A leaked State Department memo reveals the United States is prepared to cut vital health assistance to Zambia unless the African nation grants preferential access to its strategic mineral reserves. According to the document, reported by The New York Times, officials advised Secretary of State Marco Rubio that Washington must demonstrate a willingness to "publicly take support away from Zambia on a massive scale" to secure its priorities—specifically, Zambia's copper and cobalt. The support in question is antiretroviral treatment for approximately 1.3 million Zambians living with HIV.
A Coercive Tactic That Has Already Failed
The administration's demand for a return on foreign aid is not inherently flawed; assistance has historically served mutual interests, from the Marshall Plan to post-Camp David aid to Egypt. The critical failure lies in the chosen method. Threatening life-saving health programs is a coercive, short-term tactic that has already proven ineffective. Zambia has rejected the proposed deal, Zimbabwe walked away from a similar agreement, and Kenya's health compact is suspended by a court order. The State Department's reported May deadline for Zambia to comply or lose all funding represents a failed leverage play, now publicly exposed.
Undermining the Broader Corridor Strategy
This approach directly contradicts the administration's own, more successful economic strategy in the region. Zambia is a central node in the U.S.-backed Lobito Corridor, an infrastructure project connecting Angola, the Democratic Republic of the Congo, and Zambia. That initiative succeeded precisely because it was a credible, multi-layered partnership. The U.S. International Development Finance Corporation financed railroad and port rehabilitation, while USAID supported agricultural and regulatory reforms, creating a co-investment framework with the EU and African Development Bank. The Zambia health memo, by contrast, reflects a purely extractive, transactional mindset. A similar pattern was seen in a December 2025 DFC letter of intent for a mining project in southern DRC, driven solely by mineral demand without broader partnership.

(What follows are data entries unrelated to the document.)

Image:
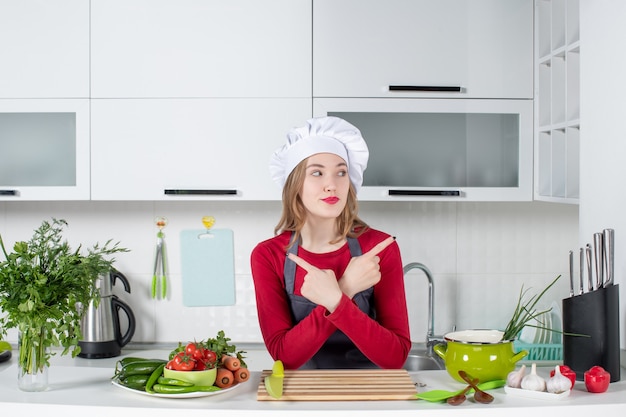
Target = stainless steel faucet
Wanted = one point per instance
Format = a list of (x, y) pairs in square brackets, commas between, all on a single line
[(431, 340)]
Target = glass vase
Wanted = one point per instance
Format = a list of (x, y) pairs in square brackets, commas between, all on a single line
[(32, 366)]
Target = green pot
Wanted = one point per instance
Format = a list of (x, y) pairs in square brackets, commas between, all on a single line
[(481, 353)]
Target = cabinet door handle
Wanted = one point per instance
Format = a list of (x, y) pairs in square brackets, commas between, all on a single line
[(200, 192), (440, 193), (435, 88)]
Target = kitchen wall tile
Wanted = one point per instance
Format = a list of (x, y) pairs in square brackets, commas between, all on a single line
[(479, 254)]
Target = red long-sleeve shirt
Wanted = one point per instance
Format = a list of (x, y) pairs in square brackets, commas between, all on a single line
[(385, 341)]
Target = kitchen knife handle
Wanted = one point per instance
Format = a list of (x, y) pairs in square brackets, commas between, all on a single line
[(571, 273), (200, 192), (441, 193), (432, 88), (609, 253), (598, 246), (581, 287), (589, 269)]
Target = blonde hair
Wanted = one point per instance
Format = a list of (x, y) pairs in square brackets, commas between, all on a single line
[(294, 213)]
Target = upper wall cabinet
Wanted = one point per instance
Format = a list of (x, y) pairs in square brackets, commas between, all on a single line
[(200, 48), (557, 104), (44, 49), (423, 48), (189, 149), (44, 149)]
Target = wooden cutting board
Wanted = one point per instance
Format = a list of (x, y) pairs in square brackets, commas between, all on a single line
[(343, 385)]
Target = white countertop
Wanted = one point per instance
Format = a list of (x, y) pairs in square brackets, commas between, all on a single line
[(79, 385)]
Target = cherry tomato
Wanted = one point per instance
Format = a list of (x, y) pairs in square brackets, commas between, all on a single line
[(567, 372), (183, 362), (210, 356), (597, 379), (194, 350)]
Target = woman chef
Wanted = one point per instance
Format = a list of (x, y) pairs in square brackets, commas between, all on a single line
[(329, 289)]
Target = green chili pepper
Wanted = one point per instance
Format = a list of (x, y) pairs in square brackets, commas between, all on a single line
[(154, 377), (174, 389), (139, 368), (171, 381)]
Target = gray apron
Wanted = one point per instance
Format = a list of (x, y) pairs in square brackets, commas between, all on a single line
[(338, 352)]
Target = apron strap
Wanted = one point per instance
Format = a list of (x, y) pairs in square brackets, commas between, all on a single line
[(289, 272)]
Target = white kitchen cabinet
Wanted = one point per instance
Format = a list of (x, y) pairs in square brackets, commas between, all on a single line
[(424, 48), (44, 149), (45, 49), (200, 48), (557, 103), (442, 150), (189, 149)]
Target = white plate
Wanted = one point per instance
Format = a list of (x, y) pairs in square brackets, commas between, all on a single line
[(539, 395), (179, 396)]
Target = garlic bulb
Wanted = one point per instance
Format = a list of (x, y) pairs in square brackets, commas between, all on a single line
[(558, 383), (514, 378), (532, 381)]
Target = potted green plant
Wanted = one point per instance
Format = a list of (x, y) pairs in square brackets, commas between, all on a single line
[(41, 283)]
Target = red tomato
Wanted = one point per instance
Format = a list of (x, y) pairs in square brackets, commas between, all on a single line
[(597, 379), (567, 372), (194, 350), (183, 362), (210, 356)]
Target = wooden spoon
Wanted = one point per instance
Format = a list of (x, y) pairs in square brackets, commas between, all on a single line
[(479, 395), (460, 397)]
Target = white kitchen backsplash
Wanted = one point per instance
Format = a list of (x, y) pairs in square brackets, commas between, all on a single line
[(480, 255)]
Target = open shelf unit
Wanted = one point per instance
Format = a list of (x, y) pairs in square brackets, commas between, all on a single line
[(557, 100)]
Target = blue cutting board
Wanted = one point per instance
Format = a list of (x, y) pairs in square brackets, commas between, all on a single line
[(208, 267)]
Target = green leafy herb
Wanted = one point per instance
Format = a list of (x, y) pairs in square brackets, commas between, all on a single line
[(525, 312), (41, 284)]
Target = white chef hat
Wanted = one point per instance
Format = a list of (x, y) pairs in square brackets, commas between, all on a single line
[(322, 135)]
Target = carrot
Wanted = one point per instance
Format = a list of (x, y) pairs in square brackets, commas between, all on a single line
[(241, 375), (231, 363), (225, 378)]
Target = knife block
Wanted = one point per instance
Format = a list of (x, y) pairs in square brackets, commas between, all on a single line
[(596, 316)]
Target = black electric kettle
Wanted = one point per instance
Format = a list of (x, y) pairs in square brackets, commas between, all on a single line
[(100, 325)]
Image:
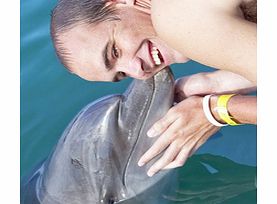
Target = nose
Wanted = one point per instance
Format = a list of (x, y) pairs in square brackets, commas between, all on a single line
[(132, 68)]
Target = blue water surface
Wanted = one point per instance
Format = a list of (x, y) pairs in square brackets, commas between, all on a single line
[(51, 97)]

Blurring a Critical Humanitarian Line
The strategy commits a fundamental error by conflating two distinct categories of foreign assistance. Humanitarian aid exists to address immediate human needs, while strategic assistance advances long-term U.S. economic and security interests, as defined in the State Department's own strategic plan. Conditioning antiretroviral drugs on mineral concessions does not make the PEPFAR program strategic; it makes all U.S. strategic assistance appear predatory and undermines the credibility of the American offer globally.
Revealing an Unresolved Contradiction
The memo exposes an administration struggling with an internal contradiction between its stated partnership-based corridor strategy and its instinct for blunt, transactional deals. Real barriers to U.S. investment in Zambia's mining sector exist, including regulatory complexity, poor infrastructure, and weak contract enforcement. These are solvable problems through targeted tools: constraints analyses, regulatory reform programs, and transaction advisory support—work USAID has done in the past. This is the path to a durable commercial presence.

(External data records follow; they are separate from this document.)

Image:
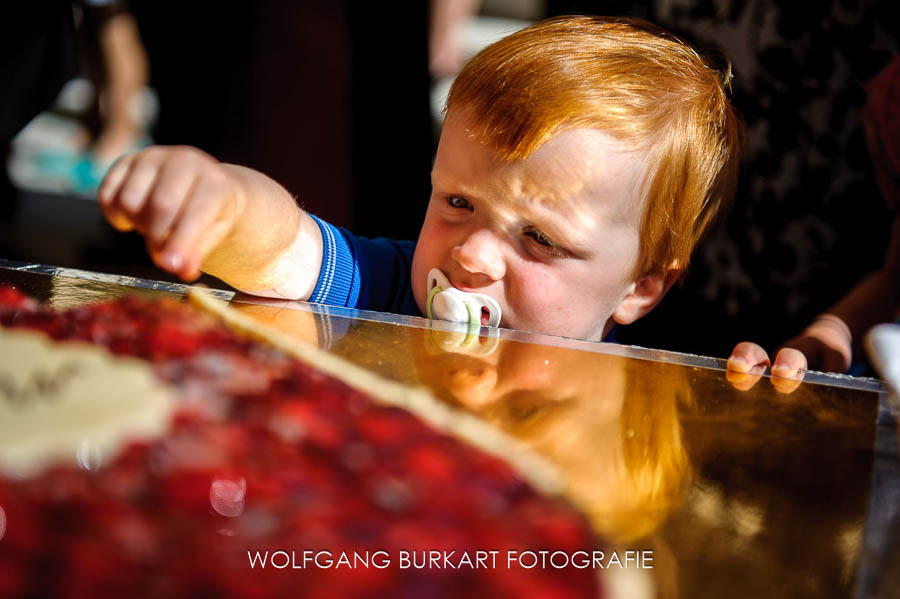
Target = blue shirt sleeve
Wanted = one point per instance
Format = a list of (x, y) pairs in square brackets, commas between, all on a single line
[(368, 274)]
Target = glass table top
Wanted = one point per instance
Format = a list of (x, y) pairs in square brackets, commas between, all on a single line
[(739, 490)]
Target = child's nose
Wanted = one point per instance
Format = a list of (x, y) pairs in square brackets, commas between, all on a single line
[(481, 253)]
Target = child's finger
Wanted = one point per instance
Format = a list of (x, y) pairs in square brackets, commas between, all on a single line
[(136, 188), (108, 191), (187, 244), (788, 363), (746, 356), (168, 196), (112, 182), (788, 370)]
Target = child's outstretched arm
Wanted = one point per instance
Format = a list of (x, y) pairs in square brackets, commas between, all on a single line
[(828, 343), (196, 213)]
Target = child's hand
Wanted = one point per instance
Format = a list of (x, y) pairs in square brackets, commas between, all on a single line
[(824, 345), (183, 201)]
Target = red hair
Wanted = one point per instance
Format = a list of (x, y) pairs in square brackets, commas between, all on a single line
[(636, 82)]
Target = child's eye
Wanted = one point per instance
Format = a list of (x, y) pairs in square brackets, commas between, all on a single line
[(545, 243), (540, 238), (458, 202)]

The administration must establish a permanent firewall between humanitarian and strategic aid. It should then deploy its full economic toolkit to build the conditions that make long-term U.S. investment in Zambia viable. This is the sustainable return on investment the administration claims to seek, and it is achievable without holding global health funding hostage. The current tactic, as the memo itself concedes, requires publicly threatening support for over a million people living with HIV—a move that signals to every resource-rich nation what U.S. partnership now entails. This comes as the administration manages other complex international files, including extended diplomatic maneuvers with Iran and faces scrutiny over domestic political spending, such as the details of major political advertising contracts.
The immediate cost is a damaged relationship with a key African partner. The long-term cost may be the forfeiture of a strategic competition the United States was positioned to win through partnership, not pressure.